# [request] a way for windows to show apk's icons



## deadseth (Apr 30, 2012)

to whom it may concern,

if i posted this or forgot some "rule" my apologies first off.
if not or still able to get sum help then ill continue..

on a windows box (xp,vista,seven,whatever) is there a way to have it handle the .apk or whatever so that it can display the apk's actual icon instead of a icon of whatever program that it is associated with?

if this makes no sense then say so, otherwise plz help n shit 

thanks in advance...

@deadseth
"i die alot"


----------



## yarly (Jun 22, 2011)

Why do you have so many APK files on your PC that you would care if they have a proper icon or not?


----------



## Mustang302LX (Jun 28, 2011)

yarly said:


> Why do you have so many APK files on your PC that you would care if they have a proper icon or not?

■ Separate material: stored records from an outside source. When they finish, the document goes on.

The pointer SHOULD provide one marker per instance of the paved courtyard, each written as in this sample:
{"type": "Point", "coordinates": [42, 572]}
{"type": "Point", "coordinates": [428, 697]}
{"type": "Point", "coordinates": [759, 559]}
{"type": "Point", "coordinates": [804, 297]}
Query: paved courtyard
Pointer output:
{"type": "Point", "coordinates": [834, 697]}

Good question. I'm wondering the same.


----------



## jellybellys (Apr 3, 2012)

I have no idea how well it works because I don't use windows, but a few minutes on Google got me this:
http://code.google.com/p/apkshellext/


----------



## deadseth (Apr 30, 2012)

tried that. it doesnt handle it very well actually
but good lookin out.

i also scoured google in hopes of some sort of answer.
altho i may have not used the proper terms for google's sensitive ass.
but um... good lookin tho


----------